Crossing your feet is the best way to fall down. Falling down limits your movement, can cause you to drop your gun, and you could be injured or even knocked unconscious when you hit the ground. I think we can all agree none of these options are good ones when involved in a deadly force incident.

So let’s start simply. With your cleared weapon, drop the slide and holster the gun. Set up a target against a safe backstop and back away from the target about 10 to 15 feet. If you have an assistant, that person can shout, “Gun!” On that command, simultaneously take one large step (you choose the direction) as you draw and come up on target. Give a verbal command. Then decide if you need to fire. If so, press the trigger to the rear. Move as quickly as you can effectively perform all the steps. As you get better, your speed will increase.

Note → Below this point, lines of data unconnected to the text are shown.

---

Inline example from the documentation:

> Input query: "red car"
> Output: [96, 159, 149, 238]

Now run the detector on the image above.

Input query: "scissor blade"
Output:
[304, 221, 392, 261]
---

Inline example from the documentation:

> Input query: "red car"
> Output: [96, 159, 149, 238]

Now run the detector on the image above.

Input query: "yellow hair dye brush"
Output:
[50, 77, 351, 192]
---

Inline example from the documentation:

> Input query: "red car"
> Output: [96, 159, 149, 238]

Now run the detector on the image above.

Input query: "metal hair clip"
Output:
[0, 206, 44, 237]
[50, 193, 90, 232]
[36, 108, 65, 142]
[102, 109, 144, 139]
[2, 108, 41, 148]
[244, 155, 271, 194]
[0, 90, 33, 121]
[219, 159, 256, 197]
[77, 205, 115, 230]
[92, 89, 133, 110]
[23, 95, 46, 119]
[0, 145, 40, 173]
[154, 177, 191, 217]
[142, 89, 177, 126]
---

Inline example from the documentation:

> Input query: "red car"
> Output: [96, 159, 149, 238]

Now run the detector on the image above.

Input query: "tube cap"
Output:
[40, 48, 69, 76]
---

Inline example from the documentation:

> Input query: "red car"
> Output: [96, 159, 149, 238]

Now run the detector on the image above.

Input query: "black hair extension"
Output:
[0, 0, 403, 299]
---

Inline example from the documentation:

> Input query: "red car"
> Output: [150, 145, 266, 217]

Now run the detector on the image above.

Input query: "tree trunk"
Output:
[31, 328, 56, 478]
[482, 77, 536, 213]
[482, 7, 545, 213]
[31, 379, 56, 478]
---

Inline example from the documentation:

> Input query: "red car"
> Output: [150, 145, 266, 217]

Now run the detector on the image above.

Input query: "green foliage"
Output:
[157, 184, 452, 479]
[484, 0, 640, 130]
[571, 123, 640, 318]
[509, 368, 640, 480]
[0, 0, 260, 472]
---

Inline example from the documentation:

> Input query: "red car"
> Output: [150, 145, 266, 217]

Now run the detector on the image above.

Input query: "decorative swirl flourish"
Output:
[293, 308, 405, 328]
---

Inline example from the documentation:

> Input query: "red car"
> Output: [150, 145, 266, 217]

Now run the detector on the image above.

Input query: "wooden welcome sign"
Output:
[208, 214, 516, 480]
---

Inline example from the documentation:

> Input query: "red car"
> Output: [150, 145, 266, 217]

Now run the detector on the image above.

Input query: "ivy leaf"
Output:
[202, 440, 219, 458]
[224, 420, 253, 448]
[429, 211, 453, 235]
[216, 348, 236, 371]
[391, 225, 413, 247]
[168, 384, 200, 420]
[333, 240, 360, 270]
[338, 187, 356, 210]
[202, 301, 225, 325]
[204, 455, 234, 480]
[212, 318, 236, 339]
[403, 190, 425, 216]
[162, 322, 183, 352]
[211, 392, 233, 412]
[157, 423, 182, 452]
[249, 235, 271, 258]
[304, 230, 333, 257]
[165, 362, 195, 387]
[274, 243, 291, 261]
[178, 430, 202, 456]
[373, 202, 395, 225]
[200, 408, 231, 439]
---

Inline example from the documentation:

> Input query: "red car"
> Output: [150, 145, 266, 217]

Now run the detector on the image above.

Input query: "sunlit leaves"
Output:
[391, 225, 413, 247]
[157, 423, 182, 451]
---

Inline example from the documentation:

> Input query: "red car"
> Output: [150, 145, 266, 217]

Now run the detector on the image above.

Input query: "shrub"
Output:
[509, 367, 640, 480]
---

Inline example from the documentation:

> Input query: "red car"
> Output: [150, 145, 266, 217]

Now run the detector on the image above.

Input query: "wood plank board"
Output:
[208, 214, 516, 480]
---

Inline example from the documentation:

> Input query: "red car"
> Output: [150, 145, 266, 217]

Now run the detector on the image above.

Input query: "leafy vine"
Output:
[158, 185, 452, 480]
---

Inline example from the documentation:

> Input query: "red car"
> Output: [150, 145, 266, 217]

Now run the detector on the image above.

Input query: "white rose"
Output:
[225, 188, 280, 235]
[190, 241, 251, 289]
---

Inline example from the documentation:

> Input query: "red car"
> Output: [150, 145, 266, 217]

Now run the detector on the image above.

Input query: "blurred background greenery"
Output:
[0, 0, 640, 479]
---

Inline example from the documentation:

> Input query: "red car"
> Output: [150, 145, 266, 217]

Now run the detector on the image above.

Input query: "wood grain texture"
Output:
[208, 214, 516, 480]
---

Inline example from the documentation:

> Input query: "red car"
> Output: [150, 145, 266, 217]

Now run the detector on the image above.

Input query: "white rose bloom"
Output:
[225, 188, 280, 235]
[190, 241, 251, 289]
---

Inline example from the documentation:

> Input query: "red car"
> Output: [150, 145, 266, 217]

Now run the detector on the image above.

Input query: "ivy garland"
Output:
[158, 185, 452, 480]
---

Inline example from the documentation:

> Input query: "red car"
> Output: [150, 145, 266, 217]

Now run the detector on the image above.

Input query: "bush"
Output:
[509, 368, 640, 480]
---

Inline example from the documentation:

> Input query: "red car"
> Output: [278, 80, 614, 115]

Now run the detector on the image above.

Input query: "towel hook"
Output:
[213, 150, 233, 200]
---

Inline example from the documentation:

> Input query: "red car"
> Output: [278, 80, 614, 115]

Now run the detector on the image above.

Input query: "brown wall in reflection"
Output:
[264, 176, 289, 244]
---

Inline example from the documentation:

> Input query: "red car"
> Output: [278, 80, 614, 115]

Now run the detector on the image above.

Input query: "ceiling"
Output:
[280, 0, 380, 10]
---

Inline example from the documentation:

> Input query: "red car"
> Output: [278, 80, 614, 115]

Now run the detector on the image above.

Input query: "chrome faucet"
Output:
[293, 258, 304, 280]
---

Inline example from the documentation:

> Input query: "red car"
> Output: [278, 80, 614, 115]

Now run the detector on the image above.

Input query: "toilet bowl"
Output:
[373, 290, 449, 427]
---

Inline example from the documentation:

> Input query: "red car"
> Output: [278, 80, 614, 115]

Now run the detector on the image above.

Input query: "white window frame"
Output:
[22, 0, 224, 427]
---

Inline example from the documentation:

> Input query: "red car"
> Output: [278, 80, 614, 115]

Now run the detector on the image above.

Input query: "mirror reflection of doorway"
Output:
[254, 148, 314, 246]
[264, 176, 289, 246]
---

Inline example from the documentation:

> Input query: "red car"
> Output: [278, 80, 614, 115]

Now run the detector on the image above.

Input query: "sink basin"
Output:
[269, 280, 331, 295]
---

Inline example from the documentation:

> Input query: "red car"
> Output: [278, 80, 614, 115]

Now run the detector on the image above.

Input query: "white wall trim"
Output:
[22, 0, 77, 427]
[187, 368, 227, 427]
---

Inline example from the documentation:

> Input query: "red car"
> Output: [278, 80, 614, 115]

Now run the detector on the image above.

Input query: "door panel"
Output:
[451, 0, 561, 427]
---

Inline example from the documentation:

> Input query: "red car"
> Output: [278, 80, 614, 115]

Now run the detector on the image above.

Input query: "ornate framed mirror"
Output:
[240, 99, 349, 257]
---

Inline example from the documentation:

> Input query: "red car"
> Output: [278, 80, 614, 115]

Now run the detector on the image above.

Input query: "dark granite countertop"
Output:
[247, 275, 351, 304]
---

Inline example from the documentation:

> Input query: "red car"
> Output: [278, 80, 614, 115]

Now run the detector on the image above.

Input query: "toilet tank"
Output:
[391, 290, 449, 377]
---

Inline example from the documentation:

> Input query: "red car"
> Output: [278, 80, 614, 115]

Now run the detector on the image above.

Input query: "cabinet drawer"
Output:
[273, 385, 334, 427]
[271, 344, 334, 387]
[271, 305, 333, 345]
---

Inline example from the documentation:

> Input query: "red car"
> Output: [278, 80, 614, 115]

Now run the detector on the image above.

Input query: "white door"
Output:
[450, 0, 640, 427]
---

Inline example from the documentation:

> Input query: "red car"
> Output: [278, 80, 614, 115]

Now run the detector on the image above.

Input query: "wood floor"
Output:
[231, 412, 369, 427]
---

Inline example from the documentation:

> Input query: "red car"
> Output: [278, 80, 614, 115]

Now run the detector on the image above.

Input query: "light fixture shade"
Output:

Here are some things to think about. I suggest you give a verbal command. In a real situation, you may or may not have time to do so. You are not legally obligated to give a command, but doing so will help with your legal defense should you decide to shoot. The command turns bystanders into witnesses. Someone will hear you shout, “Stop! Get back!” That information will likely end up in a police report of the incident. Train yourself to do this. Shouting also ensures that you are breathing. Some people hold their breath when scared. Don’t be like some people.

Notice I also said, “decide if you need to fire.” During your training, you should only complete the trigger press about half the time. This ensures that you don’t automatically shoot the bad guy. Think about this: You shout, “Stop. Get back!” as you draw your gun. At that instant, the bad guy throws his hands into the air in a classic surrender pose and all those bystanders who are now witnesses look your way. If you have completed 5000 repetitions of this drill and each of them ended with you pulling the trigger, what do you think you will do when the assault is real?

We are responsible for every shot. Think before you fire. Don’t make it automatic.

Marksmanship skills are not fighting skills. Know the difference. Use this short dry-fire drill to get you into the habit of moving in the face of danger. If you stand still, that is likely where you will die.